IMDRF Pushes Harmonized Terminology for Adverse Event Reporting
EMERGO SUMMARY OF KEY POINTS:
- The International Medical Device Regulators Forum is developing harmonized terminologies and codes to improve adverse event reporting across regulatory jurisdictions.
- More data-driven as opposed to text-based reporting terms will facilitate faster and more accurate adverse event reporting, according to the IMDRF.
- Most of the IMDRF’s adverse event reporting terms are still under development.
The International Medical Device Regulators Forum (IMDRF) has published a final draft of proposed terminologies for harmonized adverse event reporting for medical devices and IVDs.
The IMDRF document defines terms and codes intended to improve accuracy and effectiveness of adverse event reporting for both industry and regulatory agencies. The proposed terminologies are intended for use by both companies obligated to report adverse events to authorities and by regulators that monitor and analyze such events to protect public health.

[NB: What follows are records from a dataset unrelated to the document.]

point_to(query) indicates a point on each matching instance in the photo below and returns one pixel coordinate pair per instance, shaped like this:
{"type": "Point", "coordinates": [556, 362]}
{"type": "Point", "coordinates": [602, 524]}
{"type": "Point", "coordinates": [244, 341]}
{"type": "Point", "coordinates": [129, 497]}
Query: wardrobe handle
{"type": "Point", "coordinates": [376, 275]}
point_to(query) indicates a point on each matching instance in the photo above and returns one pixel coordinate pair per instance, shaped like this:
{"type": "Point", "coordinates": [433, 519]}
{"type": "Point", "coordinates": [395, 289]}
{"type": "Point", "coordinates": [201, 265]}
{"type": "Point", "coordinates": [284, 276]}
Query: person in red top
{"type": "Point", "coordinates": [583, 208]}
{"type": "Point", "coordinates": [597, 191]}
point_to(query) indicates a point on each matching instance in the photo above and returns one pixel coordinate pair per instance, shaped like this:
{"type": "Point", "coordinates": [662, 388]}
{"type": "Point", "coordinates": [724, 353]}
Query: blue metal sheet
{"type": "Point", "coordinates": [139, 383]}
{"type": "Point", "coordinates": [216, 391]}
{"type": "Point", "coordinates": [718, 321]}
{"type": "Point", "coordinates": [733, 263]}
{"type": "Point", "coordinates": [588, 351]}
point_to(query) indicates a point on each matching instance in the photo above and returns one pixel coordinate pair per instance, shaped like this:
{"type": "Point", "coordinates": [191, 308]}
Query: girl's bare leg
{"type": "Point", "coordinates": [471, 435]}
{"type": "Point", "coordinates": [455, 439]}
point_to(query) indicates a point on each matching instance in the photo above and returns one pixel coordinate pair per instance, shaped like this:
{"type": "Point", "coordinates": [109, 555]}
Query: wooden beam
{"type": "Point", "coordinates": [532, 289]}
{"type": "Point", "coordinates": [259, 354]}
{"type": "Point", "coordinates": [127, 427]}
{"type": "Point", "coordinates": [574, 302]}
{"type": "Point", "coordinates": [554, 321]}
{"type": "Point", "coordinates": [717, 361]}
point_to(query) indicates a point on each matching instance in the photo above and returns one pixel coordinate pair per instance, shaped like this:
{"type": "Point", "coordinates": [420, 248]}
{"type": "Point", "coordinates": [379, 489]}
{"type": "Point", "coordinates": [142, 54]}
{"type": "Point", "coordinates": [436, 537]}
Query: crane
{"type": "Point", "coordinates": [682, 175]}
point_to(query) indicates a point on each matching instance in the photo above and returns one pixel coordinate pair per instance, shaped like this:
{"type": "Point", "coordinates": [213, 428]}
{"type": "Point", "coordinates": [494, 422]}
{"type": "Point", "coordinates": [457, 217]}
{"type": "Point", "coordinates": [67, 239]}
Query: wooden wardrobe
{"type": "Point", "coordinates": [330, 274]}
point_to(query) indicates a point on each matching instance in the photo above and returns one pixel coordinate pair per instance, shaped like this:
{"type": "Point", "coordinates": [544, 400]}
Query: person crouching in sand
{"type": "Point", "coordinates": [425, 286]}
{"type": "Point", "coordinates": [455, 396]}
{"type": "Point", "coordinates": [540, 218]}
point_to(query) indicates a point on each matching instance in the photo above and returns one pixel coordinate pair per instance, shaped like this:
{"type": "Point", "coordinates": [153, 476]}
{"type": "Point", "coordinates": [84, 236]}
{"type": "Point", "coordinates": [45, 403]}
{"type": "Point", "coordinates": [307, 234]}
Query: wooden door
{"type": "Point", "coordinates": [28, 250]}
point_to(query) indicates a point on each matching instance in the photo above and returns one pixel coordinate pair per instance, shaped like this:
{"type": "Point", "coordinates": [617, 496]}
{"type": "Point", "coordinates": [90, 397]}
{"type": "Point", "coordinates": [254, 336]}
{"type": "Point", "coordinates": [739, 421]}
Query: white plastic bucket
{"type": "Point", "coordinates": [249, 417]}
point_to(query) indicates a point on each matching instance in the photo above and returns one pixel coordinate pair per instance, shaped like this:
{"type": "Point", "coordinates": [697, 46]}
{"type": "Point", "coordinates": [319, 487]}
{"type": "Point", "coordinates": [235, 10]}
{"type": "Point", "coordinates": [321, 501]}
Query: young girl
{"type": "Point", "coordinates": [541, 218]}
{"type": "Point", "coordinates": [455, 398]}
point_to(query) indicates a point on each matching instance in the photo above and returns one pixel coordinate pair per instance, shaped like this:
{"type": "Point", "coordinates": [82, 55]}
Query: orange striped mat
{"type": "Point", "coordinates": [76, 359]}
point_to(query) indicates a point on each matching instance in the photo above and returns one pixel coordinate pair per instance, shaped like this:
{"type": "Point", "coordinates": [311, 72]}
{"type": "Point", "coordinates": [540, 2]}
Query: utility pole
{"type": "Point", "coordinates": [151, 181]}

The IMDRF’s proposed terms and codes are “readily usable, in contrast to narrative text, for more sophisticated approaches to signal detection…and trending analysis by incident management systems including advanced querying functions and data visualization,” enabling faster responses from regulators and manufacturers.
Four IMDRF adverse event terminology components
The IMDRF proposal lists four subsets of terms that would make up the overall adverse event terminology; each subset has its own alphanumeric code. Three of these four components remain under development.
- Annex A: Medical device problem terms and codes, used to capture problems occurring at a device level without identifying possible causes
- Annex B: Cause investigation terms and codes, under development
- Annex C: Patient problem terms and codes, under development
- Annex D: Component terms and codes, under development
These terminologies are being developed to support reporting of several issues: device-level observations, device components and accessories, patient- or user-level observations, and investigations into causes of an adverse event.